Here's a Python implementation using a priority queue:

from typing import Dict, List, Tuple
import heapq

def prim(graph: Dict[str, List[Tuple[str, float]]], start: str) -> List[Tuple[str, str, float]]:
    """
    Find the Minimum Spanning Tree (MST) of a connected, undirected, weighted graph.
    
    Uses Prim's algorithm with a priority queue to greedily select the minimum-weight
    edge connecting a visited node to an unvisited node. The result is a tree that
    connects all nodes with minimum total edge weight.
    
    Args:
        graph: Adjacency list representation. Each node maps to a list of (neighbor, weight) tuples.
               Graph must be undirected (edges should appear in both directions).
        start: Starting node identifier.
    
    Returns:
        List of (from_node, to_node, weight) tuples representing MST edges.
    
    Time Complexity: O((V + E) log V) where V is vertices and E is edges.
    Space Complexity: O(V + E) for priority queue and visited set.
    """
    visited: set[str] = {start}
    mst_edges: List[Tuple[str, str, float]] = []
    pq: List[Tuple[float, str, str]] = []
    
    # Add edges from start node
    for neighbor, weight in graph[start]:
        heapq.heappush(pq, (weight, start, neighbor))
    
    while pq and len(visited) < len(graph):
        weight, from_node, to_node = heapq.heappop(pq)
        
        if to_node in visited:
            continue
        
        visited.add(to_node)
        mst_edges.append((from_node, to_node, weight))
        
        # Add edges from newly visited node
        for neighbor, weight in graph[to_node]:
            if neighbor not in visited:
                heapq.heappush(pq, (weight, to_node, neighbor))
    
    return mst_edges

# Example
graph = {'A': [('B', 4), ('C', 2)], 'B': [('A', 4), ('C', 1)],
         'C': [('A', 2), ('B', 1), ('D', 3)], 'D': [('C', 3)]}
print(prim(graph, 'A'))
# [('A', 'C', 2), ('C', 'B', 1), ('C', 'D', 3)]

Time Complexity

The time complexity is O((V + E) log V) using a priority queue, where V is the number of vertices and E is the number of edges. This makes it efficient for finding MSTs in dense graphs.

Real-World Applications

Network design: connecting cities with minimum cable length
Cluster analysis: grouping similar data points
Image segmentation: partitioning images into regions
Circuit design: minimizing wire length in circuit boards
Approximation algorithms: solving traveling salesman problem variants

Kruskal's Algorithm

Kruskal's algorithm solves the same problem (finding a minimum spanning tree) but uses a different approach. Instead of growing the tree from a single node like Prim's, Kruskal's algorithm sorts all edges by weight and adds them one by one, skipping edges that would create cycles.
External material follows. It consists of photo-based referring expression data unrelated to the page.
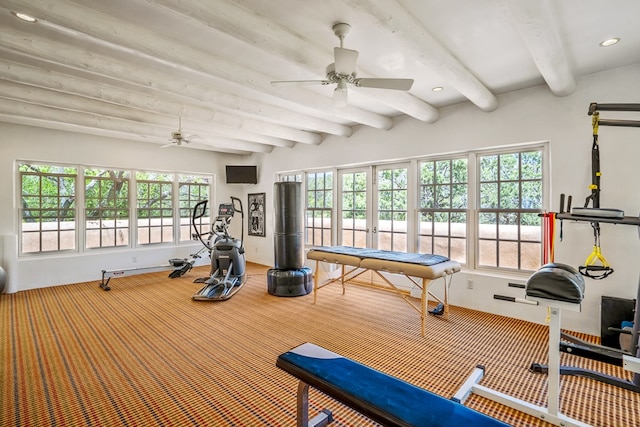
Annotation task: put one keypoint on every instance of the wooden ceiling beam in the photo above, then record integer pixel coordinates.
(393, 18)
(122, 39)
(535, 24)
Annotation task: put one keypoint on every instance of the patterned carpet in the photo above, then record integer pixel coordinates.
(145, 354)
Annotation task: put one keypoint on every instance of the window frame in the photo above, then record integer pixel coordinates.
(473, 194)
(79, 228)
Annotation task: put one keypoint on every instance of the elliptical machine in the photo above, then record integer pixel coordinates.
(228, 264)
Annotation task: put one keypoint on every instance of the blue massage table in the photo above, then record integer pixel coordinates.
(385, 399)
(355, 262)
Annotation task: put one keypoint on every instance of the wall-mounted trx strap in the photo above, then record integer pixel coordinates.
(596, 265)
(594, 197)
(591, 268)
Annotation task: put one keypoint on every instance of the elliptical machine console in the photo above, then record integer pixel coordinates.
(228, 264)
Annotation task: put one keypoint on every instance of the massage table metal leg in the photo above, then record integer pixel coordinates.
(316, 282)
(302, 406)
(423, 311)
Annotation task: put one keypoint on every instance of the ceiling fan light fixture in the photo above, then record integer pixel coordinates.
(24, 17)
(340, 97)
(609, 42)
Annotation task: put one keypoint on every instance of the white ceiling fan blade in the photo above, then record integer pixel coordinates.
(281, 82)
(345, 60)
(396, 84)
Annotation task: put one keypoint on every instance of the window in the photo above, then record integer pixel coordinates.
(319, 208)
(296, 177)
(479, 208)
(155, 207)
(48, 211)
(56, 218)
(354, 226)
(392, 209)
(106, 205)
(193, 189)
(509, 201)
(442, 208)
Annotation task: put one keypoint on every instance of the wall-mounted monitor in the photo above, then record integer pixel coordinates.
(242, 174)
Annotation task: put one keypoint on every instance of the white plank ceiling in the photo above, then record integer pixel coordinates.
(132, 69)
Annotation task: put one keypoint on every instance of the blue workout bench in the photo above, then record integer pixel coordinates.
(387, 400)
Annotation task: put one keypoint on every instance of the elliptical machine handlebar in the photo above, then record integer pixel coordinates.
(224, 217)
(237, 206)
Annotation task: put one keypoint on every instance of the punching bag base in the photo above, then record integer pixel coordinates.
(290, 283)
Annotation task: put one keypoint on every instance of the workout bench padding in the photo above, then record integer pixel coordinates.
(381, 397)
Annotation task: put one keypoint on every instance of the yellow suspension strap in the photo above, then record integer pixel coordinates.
(595, 165)
(591, 268)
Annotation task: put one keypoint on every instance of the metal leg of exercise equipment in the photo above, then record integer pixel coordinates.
(551, 413)
(628, 360)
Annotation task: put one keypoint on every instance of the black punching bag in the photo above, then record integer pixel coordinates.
(287, 230)
(289, 278)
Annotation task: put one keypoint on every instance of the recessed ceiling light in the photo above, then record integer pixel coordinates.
(24, 17)
(609, 42)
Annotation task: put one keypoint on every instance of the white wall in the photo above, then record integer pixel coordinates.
(37, 144)
(522, 116)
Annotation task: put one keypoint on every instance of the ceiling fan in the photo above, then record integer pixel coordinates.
(178, 137)
(343, 71)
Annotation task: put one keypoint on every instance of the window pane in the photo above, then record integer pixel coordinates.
(508, 223)
(48, 210)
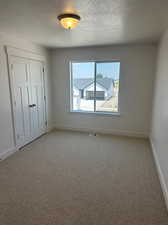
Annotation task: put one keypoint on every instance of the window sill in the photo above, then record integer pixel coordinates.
(96, 113)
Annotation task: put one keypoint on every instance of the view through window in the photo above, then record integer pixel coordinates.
(95, 86)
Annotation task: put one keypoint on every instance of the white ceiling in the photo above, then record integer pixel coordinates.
(102, 21)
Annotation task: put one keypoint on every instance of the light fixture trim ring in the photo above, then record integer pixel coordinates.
(69, 15)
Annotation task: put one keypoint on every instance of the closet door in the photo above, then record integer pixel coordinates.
(38, 124)
(21, 95)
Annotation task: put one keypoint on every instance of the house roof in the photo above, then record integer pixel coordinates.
(83, 83)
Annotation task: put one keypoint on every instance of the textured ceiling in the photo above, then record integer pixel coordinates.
(102, 21)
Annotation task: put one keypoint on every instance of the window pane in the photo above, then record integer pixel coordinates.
(83, 86)
(107, 86)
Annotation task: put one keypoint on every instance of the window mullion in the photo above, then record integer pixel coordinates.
(95, 87)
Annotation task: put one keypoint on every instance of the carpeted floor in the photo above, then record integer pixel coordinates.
(70, 178)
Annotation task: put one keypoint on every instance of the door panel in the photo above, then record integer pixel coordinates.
(37, 98)
(21, 98)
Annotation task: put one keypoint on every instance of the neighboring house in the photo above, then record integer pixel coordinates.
(85, 88)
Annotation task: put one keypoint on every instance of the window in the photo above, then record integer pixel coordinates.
(95, 86)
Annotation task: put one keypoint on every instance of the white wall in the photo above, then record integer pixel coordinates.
(6, 128)
(137, 75)
(159, 128)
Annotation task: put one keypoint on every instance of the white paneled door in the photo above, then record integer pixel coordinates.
(28, 96)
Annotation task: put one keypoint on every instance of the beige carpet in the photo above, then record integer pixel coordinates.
(70, 178)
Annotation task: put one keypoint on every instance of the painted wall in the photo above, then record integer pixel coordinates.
(6, 128)
(136, 83)
(159, 128)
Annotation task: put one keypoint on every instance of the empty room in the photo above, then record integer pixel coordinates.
(83, 112)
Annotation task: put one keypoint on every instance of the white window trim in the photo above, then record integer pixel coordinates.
(104, 113)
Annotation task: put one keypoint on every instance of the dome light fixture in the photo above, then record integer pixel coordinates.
(69, 20)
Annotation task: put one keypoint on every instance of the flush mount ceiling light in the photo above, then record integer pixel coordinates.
(69, 20)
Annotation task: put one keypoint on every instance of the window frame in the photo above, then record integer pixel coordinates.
(71, 88)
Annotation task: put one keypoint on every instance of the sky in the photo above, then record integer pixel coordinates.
(86, 70)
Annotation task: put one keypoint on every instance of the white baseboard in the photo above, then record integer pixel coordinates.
(104, 131)
(160, 173)
(7, 153)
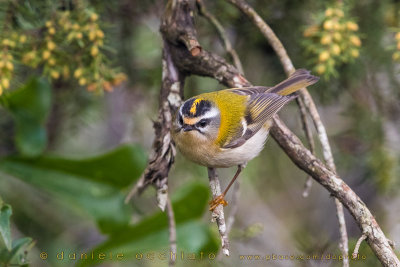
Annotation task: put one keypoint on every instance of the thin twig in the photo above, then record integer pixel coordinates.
(222, 34)
(218, 213)
(306, 97)
(361, 239)
(234, 207)
(172, 231)
(310, 140)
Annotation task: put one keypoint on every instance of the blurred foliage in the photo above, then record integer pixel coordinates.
(332, 39)
(12, 252)
(29, 107)
(64, 44)
(65, 167)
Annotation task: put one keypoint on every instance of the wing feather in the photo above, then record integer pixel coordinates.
(261, 108)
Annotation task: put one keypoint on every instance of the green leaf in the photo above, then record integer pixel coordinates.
(5, 231)
(17, 254)
(151, 233)
(30, 106)
(90, 186)
(118, 168)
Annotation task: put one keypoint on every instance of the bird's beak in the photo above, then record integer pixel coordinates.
(187, 127)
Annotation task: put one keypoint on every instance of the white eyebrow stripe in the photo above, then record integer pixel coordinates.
(180, 110)
(244, 124)
(210, 114)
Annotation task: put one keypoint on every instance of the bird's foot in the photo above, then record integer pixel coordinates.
(218, 201)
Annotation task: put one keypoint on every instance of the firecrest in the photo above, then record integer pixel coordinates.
(229, 127)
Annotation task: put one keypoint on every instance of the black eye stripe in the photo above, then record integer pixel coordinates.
(180, 119)
(203, 123)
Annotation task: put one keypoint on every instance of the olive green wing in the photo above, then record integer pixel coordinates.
(261, 107)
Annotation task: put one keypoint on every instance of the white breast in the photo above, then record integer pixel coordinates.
(242, 154)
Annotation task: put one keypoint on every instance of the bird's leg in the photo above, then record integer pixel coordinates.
(220, 199)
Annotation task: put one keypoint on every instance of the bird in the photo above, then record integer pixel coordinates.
(229, 127)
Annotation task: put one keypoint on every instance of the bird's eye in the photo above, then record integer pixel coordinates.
(203, 123)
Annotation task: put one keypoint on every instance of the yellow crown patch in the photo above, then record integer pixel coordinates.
(194, 105)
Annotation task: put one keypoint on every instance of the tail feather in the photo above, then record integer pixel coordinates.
(299, 79)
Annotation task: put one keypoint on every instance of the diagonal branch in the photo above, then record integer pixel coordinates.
(208, 64)
(163, 151)
(306, 98)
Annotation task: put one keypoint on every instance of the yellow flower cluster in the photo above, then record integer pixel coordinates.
(70, 43)
(332, 40)
(6, 59)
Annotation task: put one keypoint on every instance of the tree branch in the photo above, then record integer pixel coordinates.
(218, 212)
(287, 64)
(222, 34)
(306, 161)
(163, 151)
(208, 64)
(172, 231)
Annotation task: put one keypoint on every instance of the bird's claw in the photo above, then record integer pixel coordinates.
(218, 201)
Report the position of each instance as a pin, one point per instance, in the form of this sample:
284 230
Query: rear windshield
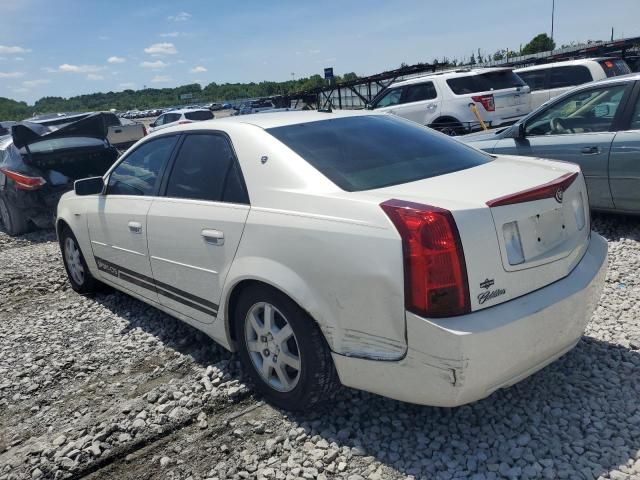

Here's a Python implementation of Kruskal's algorithm using a union-find data structure:

def find(parent, node):
    if parent[node] != node:
        parent[node] = find(parent, parent[node])
    return parent[node]

def union(parent, rank, x, y):
    root_x = find(parent, x)
    root_y = find(parent, y)
    
    if root_x == root_y:
        return False
    
    if rank[root_x] < rank[root_y]:
        parent[root_x] = root_y
    elif rank[root_x] > rank[root_y]:
        parent[root_y] = root_x
    else:
        parent[root_y] = root_x
        rank[root_x] += 1
    return True

def kruskal(graph):
    edges = []
    for node in graph:
        for neighbor, weight in graph[node]:
            edges.append((weight, node, neighbor))
    
    edges.sort()
    parent = {node: node for node in graph}
    rank = {node: 0 for node in graph}
    mst_edges = []
    
    for weight, from_node, to_node in edges:
        if union(parent, rank, from_node, to_node):
            mst_edges.append((from_node, to_node, weight))
    
    return mst_edges

# Example
graph = {'A': [('B', 4), ('C', 2)], 'B': [('A', 4), ('C', 1)],
         'C': [('A', 2), ('B', 1), ('D', 3)], 'D': [('C', 3)]}
print(kruskal(graph))
# [('C', 'B', 1), ('A', 'C', 2), ('C', 'D', 3)]

Why not visualize Kruskal's here? While Kruskal's algorithm is equally important and efficient (also O(E log E)), Prim's algorithm is more visually intuitive to demonstrate. Prim's grows the tree step-by-step from a starting point, making it easier to follow the algorithm's progress. Kruskal's, on the other hand, processes edges globally and requires tracking connected components, which is less visually engaging but equally powerful in practice.